Mariazinha* é paciente do Ambulatório de Saúde Mental onde sou psicóloga.
Tenho aprendido com minha história e com a maturidade (espero que crescente, pois construída a custo de muita luta) a prestar atenção aos acontecimentos corriqueiros que, não se enganem!, são os que verdadeiramente dão o significado para a vida (já disse Guimarães Rosa que "felicidade se acha é em horinhas de descuido").
E Mariazinha proporcionou-me hoje um singelo e inesquecível instante de poesia + epifania (esses momentos raros em que a gente consegue ver a Vida e sua Beleza com uma claridade óbvia...).
Apesar de ser um centro ambulatorial, ao qual os pacientes comparecem normalmente em horários agendados, Mariazinha tem o costume de fazer-nos "visitas" frequentes e inesperadas. Aparece com seu vira-lata de olhar tristonho, os pés descalços e cheiro de banho "tomado há alguns dias".

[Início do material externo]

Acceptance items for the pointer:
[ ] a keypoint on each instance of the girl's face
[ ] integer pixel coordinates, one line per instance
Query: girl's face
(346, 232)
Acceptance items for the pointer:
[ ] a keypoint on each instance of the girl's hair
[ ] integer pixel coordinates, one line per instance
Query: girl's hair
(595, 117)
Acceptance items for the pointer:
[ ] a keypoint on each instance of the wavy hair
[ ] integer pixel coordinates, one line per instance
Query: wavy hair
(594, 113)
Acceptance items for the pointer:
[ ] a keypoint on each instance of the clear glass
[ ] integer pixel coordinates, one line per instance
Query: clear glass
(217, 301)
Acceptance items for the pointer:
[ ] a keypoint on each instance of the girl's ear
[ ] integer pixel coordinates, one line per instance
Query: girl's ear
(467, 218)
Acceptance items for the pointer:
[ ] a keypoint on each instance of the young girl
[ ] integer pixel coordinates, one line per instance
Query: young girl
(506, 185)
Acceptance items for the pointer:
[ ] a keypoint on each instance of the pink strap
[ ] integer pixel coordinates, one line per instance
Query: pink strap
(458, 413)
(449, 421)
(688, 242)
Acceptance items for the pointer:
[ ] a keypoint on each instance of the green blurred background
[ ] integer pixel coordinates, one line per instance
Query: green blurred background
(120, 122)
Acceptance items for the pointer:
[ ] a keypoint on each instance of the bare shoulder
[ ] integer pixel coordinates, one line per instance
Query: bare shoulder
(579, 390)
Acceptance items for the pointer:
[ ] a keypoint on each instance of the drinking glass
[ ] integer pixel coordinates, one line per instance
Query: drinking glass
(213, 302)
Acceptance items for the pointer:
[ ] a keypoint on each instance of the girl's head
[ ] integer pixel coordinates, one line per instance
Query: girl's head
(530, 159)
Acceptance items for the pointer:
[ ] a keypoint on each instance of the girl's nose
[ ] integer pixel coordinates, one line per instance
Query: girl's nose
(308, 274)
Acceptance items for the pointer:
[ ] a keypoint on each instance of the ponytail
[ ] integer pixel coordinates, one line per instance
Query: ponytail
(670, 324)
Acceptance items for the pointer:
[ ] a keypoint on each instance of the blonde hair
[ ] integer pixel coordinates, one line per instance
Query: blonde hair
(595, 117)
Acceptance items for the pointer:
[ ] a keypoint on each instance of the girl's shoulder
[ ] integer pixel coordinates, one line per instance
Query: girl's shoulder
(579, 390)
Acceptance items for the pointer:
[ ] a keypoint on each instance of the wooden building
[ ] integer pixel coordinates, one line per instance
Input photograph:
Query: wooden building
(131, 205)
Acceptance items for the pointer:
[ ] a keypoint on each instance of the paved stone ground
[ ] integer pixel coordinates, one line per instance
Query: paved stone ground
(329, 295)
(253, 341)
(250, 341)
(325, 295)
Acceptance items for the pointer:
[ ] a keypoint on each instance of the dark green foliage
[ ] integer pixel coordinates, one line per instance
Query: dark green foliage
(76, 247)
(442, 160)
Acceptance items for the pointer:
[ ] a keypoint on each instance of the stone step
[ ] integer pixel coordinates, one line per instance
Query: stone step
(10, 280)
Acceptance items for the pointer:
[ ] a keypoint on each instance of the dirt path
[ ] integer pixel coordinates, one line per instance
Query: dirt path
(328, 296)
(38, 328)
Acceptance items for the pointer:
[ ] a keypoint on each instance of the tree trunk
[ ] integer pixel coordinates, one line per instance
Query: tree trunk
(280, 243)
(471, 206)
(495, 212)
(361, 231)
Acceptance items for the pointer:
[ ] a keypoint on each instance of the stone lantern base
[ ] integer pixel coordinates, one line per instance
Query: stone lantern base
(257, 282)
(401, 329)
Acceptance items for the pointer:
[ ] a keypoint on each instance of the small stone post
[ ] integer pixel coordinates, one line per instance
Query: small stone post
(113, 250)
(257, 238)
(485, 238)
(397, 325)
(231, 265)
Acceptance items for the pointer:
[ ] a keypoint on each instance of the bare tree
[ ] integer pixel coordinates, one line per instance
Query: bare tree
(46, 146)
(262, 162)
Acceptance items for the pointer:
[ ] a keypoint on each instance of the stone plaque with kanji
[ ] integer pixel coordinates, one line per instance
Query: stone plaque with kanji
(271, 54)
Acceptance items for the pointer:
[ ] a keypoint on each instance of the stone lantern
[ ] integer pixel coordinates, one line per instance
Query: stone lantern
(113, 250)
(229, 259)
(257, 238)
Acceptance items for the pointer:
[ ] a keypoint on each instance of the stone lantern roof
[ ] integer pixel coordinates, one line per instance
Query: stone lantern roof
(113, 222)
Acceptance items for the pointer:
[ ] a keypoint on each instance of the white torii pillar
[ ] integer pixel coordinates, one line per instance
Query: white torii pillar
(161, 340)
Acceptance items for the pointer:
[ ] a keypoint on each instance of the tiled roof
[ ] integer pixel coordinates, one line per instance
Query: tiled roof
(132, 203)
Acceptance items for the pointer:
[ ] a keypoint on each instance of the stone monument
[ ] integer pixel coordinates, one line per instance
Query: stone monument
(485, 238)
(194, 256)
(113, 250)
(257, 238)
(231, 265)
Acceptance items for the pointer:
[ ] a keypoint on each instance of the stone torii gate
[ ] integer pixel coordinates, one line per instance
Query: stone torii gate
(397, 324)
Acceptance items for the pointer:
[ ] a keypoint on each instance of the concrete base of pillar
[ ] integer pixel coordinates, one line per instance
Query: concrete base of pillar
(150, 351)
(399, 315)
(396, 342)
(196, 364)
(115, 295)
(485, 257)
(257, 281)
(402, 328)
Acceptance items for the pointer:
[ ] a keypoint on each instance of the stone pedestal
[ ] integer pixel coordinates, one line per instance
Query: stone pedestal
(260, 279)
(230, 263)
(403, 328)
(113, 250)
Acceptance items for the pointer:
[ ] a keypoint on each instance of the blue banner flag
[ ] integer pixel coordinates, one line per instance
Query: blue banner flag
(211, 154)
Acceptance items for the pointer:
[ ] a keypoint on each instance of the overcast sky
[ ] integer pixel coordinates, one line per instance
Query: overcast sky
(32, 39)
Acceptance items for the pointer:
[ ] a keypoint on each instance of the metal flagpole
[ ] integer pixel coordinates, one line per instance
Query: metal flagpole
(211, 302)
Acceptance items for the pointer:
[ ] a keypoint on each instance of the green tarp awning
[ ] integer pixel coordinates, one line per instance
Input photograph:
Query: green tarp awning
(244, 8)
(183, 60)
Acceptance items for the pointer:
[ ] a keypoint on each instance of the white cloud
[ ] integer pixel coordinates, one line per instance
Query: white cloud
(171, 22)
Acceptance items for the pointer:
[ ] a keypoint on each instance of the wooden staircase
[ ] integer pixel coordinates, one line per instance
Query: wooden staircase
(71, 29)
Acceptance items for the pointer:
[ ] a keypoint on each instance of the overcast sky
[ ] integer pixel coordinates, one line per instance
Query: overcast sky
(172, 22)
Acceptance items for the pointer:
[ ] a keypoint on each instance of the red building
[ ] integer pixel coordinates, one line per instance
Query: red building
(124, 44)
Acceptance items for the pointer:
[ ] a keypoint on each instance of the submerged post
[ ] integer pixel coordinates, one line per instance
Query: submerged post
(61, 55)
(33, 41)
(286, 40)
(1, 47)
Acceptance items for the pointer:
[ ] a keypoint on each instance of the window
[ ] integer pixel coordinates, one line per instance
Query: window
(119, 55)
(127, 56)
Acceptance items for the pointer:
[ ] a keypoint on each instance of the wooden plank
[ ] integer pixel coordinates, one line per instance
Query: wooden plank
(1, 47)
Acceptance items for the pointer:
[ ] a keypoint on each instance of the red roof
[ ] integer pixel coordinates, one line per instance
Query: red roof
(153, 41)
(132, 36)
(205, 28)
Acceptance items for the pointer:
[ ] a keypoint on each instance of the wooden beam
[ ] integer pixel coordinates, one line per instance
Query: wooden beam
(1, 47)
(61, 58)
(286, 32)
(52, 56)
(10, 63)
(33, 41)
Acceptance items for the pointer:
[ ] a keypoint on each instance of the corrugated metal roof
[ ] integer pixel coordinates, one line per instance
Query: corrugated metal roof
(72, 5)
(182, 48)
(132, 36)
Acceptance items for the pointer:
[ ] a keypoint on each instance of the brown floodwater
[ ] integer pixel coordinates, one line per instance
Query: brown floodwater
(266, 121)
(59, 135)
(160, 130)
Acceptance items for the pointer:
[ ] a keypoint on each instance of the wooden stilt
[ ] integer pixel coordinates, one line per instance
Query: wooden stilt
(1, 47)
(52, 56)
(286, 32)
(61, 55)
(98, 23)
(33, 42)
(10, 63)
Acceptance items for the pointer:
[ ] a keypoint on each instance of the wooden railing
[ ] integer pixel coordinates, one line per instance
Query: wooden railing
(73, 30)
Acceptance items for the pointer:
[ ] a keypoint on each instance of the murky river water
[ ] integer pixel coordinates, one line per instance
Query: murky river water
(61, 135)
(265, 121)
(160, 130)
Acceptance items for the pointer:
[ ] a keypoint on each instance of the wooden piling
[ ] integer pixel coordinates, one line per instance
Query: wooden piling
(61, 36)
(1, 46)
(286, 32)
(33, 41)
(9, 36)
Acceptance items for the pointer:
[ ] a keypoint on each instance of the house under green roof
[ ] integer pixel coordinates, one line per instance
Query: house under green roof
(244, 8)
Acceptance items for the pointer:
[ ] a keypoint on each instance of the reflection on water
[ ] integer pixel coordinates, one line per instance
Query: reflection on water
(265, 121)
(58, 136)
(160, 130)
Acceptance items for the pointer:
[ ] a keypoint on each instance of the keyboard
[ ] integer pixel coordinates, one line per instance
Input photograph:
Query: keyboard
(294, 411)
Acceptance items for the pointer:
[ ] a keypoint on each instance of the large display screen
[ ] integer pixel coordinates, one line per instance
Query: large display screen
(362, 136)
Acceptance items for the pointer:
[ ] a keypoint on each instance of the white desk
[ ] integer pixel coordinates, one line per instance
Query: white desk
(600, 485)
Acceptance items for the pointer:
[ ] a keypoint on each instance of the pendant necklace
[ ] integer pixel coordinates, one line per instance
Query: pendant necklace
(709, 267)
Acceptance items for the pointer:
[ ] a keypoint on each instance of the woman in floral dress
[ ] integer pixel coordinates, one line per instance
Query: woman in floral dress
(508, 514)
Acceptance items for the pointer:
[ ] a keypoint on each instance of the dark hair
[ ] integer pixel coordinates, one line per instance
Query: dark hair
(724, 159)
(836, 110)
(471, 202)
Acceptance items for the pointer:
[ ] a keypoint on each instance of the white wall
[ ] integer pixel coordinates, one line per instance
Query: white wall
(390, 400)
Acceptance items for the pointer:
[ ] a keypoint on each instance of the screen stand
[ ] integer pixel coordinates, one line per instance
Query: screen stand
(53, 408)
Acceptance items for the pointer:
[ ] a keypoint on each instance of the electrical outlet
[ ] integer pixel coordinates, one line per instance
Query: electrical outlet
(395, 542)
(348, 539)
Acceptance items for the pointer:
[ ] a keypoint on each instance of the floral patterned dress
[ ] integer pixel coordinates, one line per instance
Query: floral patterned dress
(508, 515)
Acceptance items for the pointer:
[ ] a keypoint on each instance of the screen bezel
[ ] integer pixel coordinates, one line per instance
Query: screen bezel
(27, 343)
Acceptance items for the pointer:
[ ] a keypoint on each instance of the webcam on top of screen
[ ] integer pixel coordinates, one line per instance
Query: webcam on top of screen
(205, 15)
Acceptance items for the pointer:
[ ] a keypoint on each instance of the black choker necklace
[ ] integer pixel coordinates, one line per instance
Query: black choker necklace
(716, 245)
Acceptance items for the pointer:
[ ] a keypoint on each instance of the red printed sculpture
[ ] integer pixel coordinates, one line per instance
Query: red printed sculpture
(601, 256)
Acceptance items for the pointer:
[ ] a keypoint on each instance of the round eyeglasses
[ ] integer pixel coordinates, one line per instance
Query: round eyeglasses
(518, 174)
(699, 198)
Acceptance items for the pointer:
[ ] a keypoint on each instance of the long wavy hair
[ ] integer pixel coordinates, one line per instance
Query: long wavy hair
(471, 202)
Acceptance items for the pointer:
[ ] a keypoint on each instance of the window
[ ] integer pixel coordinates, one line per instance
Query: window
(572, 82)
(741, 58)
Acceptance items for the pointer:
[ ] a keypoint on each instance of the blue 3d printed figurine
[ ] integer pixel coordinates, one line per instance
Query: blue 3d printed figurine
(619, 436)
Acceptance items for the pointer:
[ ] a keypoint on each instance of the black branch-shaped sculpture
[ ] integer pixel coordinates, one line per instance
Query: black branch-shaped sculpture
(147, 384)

Mesmo não sendo minha paciente direta, sua história e "figura" sempre me chamaram a atenção. Portadora de esquizofrenia, os limites entre realidade e fantasia são bastante tênues em Mariazinha.
No seu andar acelerado pelos corredores e salas do Ambulatório, Mariazinha se interte com alguma conversa (seja com outros pacientes, seja com os funcionários). Algumas vezes ela canta.
Algumas vezes ela CANTA!...
Hoje a ouvi cantando para uma das nossas secretárias, que estava recosta ao banco, se refrescando do calor insuportável.
Parei para prestar atenção naquela cena... e fui intensamente tocada.
Deitada no chão, junto com seu vira-lata de olhar tristonho, os pés descalços e cheiro de banho "tomado há alguns dias", Mariazinha cantava para alguém. Cantava com as feições meigas e compenetradas, como que querendo consolar.
Cantava uma canção piegas ("piegas" até então para mim, mas diferente a partir de agora...) que diz:
"Coração, diz pra mim por que é que eu fico sempre desse jeito? Coração, não faz assim... Você se apaixona e a dor é no meu peito... ... E agora o que é que eu faço pra esquecer tanta doçura? Isso ainda vai virar loucura! Não é justo entrar na minha vida. Não é certo não deixar saída. Não é, não..."
Mariazinha cantava, quase que profeticamente, que o amor "ainda vai virar loucura"...
Eu, sozinha, sorri profundamente. Na boca e coração. Enquanto ouvia a voz rouca e desafinada de Mariazinha se espalhar pelas salas frias e feias do ambulatório, eu fui feliz. Mariazinha fez felicidade.